Nash and Markel Brown scored 16 points apiece, Smart scored all 14 of his points in the second half, Williams added a career-high 13 points and Michael Cobbins scored 10 for Oklahoma State (20-6, 10-4).
Williams doubled his previous career high for points and made both 3-point tries after entering the game 1 of 6 from beyond the arc.
"I thought Brian Williams played the best that he's played all year," Ford said. "He's starting to get back in form. The strength of our team is who are you going to stop? It's pretty tough to focus on one or two guys on our team. We have some versatility. I liked the way the shots were distributed among our players."
Oklahoma State shot 52 percent (14 of 27) after halftime and forced 11 second-half turnovers to give Ford his 100th win with the Cowboys.
West Virginia (13-14, 6-8) trailed by 2 points at halftime but couldn't keep up the momentum, falling apart with lapses on both ends of the floor. The Mountaineers succumbed to Oklahoma State's full-court press and shot 30 percent (16 of 53) for the game.
West Virginia coach Bob Huggins used Nash's off-balanced shot midway through the second half as an example of how things have gone wrong for his struggling team.
"Shot clock is running down, they are falling out of bounds and they heave one up," Huggins said. "You would think we would block out. They catch it and lay it in, and we are standing there watching it. That is not playing.
"The truth is, we got beat to loose balls. We got beat to balls going out of bounds, and we have gotten beat to everything. We have a whole bunch of guys standing around and watching."
Aaric Murray led West Virginia with 11 points and Matt Humphrey scored 10.
Smart, who was limited to 3 minutes of first-half floor time, played all 20 minutes after halftime. He made a pair of steals in a 14-second span that turned into easy baskets, part of a 13-2 run that put the Cowboys ahead 58-43 with 9:29 remaining.
At halftime, "we wanted to see if we could pressure the ball more," Cobbins said. "And, of course, we had Marcus Smart in there to add more pressure to our defense."
Needing baskets as Oklahoma State pulled away, West Virginia instead went nearly 7 minutes between field goals and lost for the third time in four games.
The Mountaineers didn't have to worry much about Oklahoma State freshman Phil Forte, who torched West Virginia for a career-high 26 points in the Cowboys' blowout win in their previous meeting in Stillwater, Okla. Forte finished with 2 points.
Oklahoma State committed six turnovers in the game's first four minutes with Smart already on the bench with three fouls. West Virginia used those turnovers to take a 12-5 lead, but it didn't last.
"We couldn't get anything going in the first three or four minutes of the game," Ford said. "We had silly fouls here and there.
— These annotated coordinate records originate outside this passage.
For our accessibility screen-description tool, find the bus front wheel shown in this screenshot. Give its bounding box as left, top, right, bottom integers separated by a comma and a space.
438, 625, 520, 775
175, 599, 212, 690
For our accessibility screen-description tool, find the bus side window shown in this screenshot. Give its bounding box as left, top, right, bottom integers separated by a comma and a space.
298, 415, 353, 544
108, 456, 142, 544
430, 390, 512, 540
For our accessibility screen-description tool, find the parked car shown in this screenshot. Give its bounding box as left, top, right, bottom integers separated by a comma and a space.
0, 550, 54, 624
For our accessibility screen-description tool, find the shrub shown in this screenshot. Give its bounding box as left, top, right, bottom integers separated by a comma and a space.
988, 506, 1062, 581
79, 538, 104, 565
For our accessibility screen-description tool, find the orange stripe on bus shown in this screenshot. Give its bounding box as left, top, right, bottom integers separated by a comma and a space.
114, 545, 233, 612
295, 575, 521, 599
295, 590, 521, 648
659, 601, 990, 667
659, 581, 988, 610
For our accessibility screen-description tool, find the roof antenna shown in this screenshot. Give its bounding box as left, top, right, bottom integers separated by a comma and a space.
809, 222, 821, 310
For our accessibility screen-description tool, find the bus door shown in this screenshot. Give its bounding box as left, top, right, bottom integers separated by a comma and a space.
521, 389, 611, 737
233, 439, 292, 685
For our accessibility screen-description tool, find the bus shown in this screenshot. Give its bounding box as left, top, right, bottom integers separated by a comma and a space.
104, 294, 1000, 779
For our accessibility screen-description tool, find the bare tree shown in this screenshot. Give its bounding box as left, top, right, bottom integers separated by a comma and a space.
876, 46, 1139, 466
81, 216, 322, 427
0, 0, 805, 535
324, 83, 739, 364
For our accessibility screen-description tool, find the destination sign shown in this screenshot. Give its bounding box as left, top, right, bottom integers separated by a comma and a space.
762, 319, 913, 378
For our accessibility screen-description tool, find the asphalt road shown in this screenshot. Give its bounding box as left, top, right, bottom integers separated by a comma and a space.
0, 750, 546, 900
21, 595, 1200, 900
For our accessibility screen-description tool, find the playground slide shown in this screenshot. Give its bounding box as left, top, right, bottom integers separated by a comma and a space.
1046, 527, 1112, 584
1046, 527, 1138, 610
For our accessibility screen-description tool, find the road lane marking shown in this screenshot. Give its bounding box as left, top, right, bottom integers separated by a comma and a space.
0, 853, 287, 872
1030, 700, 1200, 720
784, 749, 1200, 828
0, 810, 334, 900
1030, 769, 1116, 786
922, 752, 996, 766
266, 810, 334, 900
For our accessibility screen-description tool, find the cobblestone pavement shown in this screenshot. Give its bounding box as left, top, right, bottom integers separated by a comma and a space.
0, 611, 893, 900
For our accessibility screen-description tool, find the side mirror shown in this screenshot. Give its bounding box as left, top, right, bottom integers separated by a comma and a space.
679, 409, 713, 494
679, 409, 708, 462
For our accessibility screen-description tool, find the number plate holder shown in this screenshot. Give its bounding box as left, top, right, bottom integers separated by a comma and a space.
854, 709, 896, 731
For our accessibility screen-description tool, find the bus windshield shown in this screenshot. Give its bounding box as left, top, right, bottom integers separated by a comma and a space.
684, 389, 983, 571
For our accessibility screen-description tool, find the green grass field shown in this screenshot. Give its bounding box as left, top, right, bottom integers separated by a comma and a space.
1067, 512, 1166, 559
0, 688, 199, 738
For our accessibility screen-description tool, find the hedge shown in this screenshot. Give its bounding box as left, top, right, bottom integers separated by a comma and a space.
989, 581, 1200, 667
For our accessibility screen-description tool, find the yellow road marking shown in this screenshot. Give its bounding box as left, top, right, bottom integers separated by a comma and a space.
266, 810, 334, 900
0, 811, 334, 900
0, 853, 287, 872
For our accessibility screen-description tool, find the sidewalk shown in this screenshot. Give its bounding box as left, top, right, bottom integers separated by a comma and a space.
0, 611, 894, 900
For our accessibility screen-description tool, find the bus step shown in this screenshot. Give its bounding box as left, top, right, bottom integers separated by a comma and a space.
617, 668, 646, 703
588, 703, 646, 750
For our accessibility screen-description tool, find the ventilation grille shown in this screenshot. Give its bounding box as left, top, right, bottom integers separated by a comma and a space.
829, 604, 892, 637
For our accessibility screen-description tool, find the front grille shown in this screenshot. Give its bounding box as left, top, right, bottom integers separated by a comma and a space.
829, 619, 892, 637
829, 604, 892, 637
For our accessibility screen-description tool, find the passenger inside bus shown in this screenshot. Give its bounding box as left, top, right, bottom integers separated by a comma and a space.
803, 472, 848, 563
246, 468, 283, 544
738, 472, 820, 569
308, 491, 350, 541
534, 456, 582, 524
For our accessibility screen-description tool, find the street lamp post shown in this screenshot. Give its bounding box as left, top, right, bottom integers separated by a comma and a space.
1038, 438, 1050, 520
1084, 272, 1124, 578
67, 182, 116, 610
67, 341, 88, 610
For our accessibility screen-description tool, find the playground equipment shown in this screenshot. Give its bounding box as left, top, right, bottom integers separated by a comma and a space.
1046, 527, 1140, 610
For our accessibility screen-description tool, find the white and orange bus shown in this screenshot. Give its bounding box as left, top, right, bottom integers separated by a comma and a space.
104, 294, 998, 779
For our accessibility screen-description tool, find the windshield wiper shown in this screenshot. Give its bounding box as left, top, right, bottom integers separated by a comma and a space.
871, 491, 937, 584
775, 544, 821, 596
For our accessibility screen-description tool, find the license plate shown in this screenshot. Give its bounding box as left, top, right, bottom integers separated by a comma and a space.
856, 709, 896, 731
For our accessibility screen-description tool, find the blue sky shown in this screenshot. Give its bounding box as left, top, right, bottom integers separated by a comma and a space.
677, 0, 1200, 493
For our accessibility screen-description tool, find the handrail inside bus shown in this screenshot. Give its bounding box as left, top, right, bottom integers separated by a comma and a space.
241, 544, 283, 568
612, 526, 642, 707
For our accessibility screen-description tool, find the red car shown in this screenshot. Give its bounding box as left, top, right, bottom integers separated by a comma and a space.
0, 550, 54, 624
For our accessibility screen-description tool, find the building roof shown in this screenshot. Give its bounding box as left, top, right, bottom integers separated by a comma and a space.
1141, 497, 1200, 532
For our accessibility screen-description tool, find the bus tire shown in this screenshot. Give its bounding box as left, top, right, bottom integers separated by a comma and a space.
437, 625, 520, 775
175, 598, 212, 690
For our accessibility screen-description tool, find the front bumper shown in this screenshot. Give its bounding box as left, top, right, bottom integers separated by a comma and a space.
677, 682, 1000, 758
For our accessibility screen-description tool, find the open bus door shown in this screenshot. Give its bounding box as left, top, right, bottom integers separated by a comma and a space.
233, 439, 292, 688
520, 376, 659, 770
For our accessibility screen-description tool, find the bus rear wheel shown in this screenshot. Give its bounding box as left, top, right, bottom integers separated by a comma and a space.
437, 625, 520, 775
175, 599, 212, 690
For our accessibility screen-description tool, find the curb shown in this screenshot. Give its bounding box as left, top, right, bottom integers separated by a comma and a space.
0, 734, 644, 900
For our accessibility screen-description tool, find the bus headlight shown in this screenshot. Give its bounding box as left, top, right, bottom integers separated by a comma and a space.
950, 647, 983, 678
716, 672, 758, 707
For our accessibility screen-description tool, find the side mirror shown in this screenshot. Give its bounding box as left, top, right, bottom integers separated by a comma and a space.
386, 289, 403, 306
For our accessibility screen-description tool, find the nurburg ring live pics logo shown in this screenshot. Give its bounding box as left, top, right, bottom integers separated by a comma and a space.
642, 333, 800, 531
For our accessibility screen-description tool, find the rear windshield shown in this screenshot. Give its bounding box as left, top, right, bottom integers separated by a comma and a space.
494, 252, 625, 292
In some strange way, it might have motivated our guys."
The Cowboys managed just four field goals over the first 12 minutes, then got six of them in a 2:09 span. Nash scored six points during the 13-4 run that put Oklahoma State ahead 27-19 with 5 minutes remaining in the half.
Given wide-open chances, the Mountaineers couldn't hit many jumpers, but Murray scored West Virginia's final six points of the half, including a dunk off a rebound at the buzzer to cut the deficit to 35-33.